Written by members of the Playwrights Group of Baltimore, Playful Poe is a cycle of short plays inspired by different short stories of Baltimore's greatest writer: Edgar Allen Poe. Romances, thrillers, satires, and sci-fi all find their place in this Poe medley. Team Building, by Brent Englar, explores the perils of competition with a mysterious cat. In Oolong Tea Benefits, by Rich Espey, computer chips are lost until they aren't. The One Where the Monkey Gets Away, by Amy Bernstein, features prima donnas, human and simian. In Headlong Into the Abyss, by Susan Middaugh, desperate victims ponder the aftermath of Hurricane Katrina. The Tell Tale Cell, by Kevin Kostic, pits a squabbling political couple against mysterious sound interferences. During The Bibliophile, by John Conley, tenure politics and sherry meet murder. And last, but not least, Brad Pitt and the Pendulums, by Andrew Hager, celebrates an odd romance where the line between seducer and seduced becomes increasingly jagged.

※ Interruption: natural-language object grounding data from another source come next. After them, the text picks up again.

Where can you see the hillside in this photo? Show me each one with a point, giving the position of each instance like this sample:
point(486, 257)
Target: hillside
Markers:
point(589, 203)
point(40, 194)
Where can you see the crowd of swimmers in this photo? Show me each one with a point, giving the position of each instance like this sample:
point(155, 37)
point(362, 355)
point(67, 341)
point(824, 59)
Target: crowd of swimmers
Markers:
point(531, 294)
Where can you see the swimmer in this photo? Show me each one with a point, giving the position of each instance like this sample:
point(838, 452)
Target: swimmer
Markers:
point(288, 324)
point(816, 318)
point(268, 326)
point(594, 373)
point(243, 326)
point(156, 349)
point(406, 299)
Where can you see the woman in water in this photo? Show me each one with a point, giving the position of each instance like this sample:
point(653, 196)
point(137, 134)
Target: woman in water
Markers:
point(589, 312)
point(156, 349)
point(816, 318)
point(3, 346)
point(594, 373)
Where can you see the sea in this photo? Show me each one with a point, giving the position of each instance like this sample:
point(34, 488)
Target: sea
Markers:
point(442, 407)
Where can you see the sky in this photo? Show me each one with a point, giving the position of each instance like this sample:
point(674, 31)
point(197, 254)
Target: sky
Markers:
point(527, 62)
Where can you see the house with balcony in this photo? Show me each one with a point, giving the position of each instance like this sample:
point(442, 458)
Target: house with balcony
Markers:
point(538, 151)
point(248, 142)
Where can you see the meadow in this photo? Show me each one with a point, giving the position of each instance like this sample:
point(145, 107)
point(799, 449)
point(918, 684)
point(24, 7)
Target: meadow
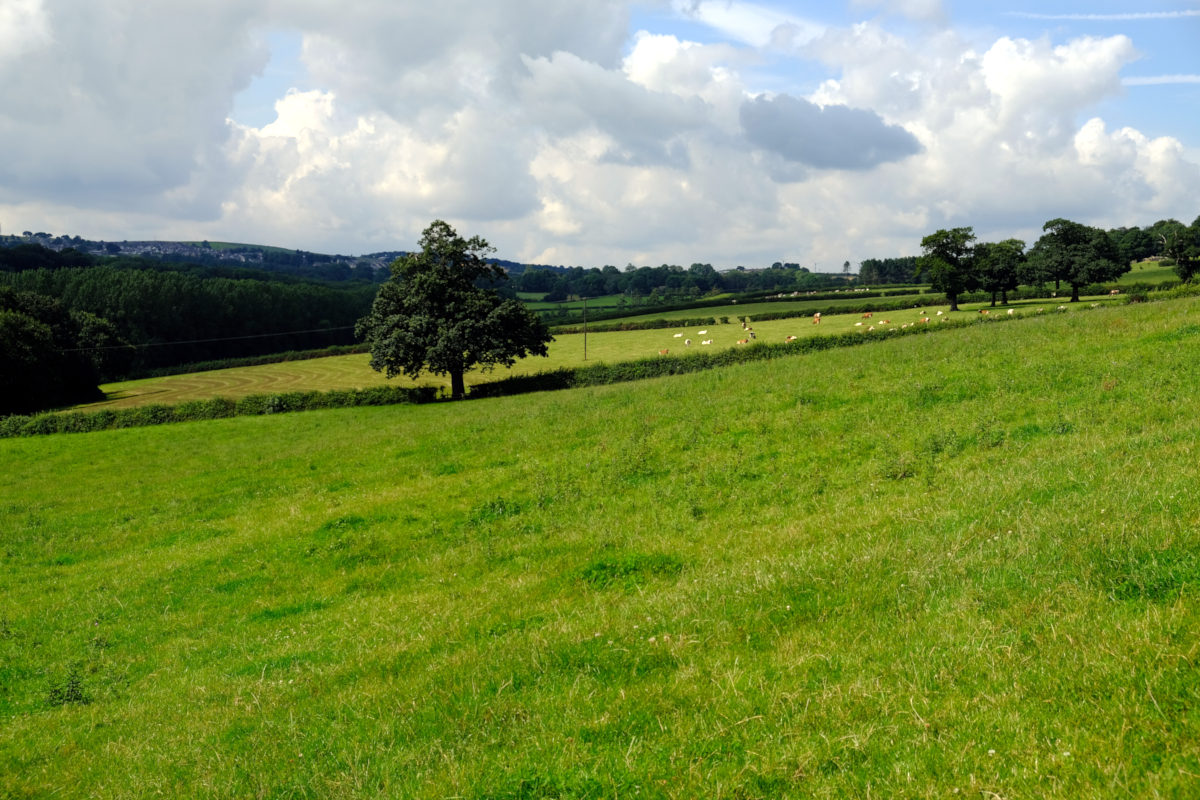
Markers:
point(354, 371)
point(948, 565)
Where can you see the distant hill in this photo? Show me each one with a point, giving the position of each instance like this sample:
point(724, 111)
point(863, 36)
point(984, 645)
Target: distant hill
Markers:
point(264, 257)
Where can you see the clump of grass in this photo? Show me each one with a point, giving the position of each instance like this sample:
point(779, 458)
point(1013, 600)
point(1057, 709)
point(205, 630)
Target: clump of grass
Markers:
point(630, 569)
point(70, 691)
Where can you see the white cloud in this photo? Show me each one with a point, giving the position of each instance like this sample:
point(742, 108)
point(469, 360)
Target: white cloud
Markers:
point(24, 26)
point(921, 10)
point(1128, 17)
point(529, 122)
point(751, 23)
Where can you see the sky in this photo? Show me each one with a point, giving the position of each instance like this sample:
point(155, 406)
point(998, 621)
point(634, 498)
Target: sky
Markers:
point(592, 132)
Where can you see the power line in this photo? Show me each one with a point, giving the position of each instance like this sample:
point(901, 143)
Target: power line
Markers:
point(227, 338)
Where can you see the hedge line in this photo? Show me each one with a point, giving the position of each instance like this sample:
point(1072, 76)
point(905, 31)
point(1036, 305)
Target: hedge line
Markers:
point(647, 325)
point(250, 361)
point(216, 408)
point(598, 374)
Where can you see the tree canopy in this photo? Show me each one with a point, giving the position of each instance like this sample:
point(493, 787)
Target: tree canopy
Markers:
point(999, 265)
point(948, 263)
point(432, 317)
point(1075, 254)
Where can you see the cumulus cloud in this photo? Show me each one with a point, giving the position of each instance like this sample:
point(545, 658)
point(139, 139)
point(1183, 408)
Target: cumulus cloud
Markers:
point(834, 137)
point(545, 126)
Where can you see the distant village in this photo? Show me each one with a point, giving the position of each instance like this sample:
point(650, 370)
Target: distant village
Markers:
point(201, 251)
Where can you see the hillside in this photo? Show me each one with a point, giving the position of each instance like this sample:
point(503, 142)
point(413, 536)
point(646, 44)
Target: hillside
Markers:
point(958, 564)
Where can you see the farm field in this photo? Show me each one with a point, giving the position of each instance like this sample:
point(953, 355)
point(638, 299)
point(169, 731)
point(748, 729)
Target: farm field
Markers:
point(1149, 274)
point(957, 565)
point(751, 308)
point(354, 371)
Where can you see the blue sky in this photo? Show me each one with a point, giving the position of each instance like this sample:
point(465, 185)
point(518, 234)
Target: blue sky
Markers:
point(1167, 35)
point(597, 131)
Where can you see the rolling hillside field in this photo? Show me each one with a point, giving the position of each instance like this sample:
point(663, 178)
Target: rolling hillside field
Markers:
point(354, 371)
point(939, 566)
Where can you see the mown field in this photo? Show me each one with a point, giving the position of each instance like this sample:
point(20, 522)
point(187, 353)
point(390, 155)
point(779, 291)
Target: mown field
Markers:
point(937, 566)
point(354, 371)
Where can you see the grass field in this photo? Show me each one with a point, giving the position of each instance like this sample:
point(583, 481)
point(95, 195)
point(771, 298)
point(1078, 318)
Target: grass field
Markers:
point(1149, 274)
point(957, 565)
point(354, 371)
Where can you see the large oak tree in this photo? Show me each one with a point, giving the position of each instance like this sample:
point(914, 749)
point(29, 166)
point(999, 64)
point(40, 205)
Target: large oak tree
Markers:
point(948, 263)
point(1075, 254)
point(432, 317)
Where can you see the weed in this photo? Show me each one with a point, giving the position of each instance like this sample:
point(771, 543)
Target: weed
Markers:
point(70, 690)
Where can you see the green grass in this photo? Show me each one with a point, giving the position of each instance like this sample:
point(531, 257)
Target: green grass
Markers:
point(1149, 274)
point(354, 371)
point(607, 302)
point(935, 566)
point(750, 308)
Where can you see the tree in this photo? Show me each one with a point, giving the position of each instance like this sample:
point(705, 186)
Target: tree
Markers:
point(948, 263)
point(999, 266)
point(1182, 246)
point(1075, 254)
point(431, 317)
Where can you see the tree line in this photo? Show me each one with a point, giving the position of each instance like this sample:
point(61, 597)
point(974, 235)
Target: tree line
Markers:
point(148, 314)
point(669, 281)
point(1067, 253)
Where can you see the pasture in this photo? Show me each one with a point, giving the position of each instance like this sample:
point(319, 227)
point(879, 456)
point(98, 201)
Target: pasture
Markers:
point(957, 565)
point(353, 371)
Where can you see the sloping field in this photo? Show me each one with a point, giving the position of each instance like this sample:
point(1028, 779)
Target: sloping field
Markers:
point(957, 565)
point(354, 371)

The Playwrights Group of Baltimore is an association of playwrights who meet bi-monthly at Loyola University Maryland to share works in progress and develop group theatrical projects. Brent Englar's first epic tale, "A Tale of Five Kittens," was written at the ripe age of ten. Rich Espey teaches science at the Park School and is a multi-time BPF laureate. Amy Bernstein is a long-time non-fiction writer who has discovered playwriting in mid-life. Susan Middaugh has been writing plays since 1990 and is a member of the Dramatists Guild. Kevin Kostic's plays have been produced throughout the region, including the BPF productions Passport and Unraveled on the Gravel. John Conley is a Jesuit priest and holds the Knott Chair of Philosophy at Loyola Maryland University. Andrew Hager teaches social studies at Ridgeway Public School in Lutherville.
In Spring Chickens, by Dennis Martin, we meet Gladys Krenshaw, a 74 year old grandmother who has recently fallen and broken her hip and collarbone. Her recently divorced daughter, Maddie Hopewell, moves in, becoming her caretaker, taking time off from her own job and personal life. Maddie's gay son, Brandon, who in recent months has lost both his job and his boyfriend, lives in the basement. Enter Felicia Bossman, Gladys' lifelong friend, who has a zest for life and a perpetual free spirit. With her persistently positive attitude and constant prodding, Felicia brings the family out of their deep depression and convinces them to move on with their lives.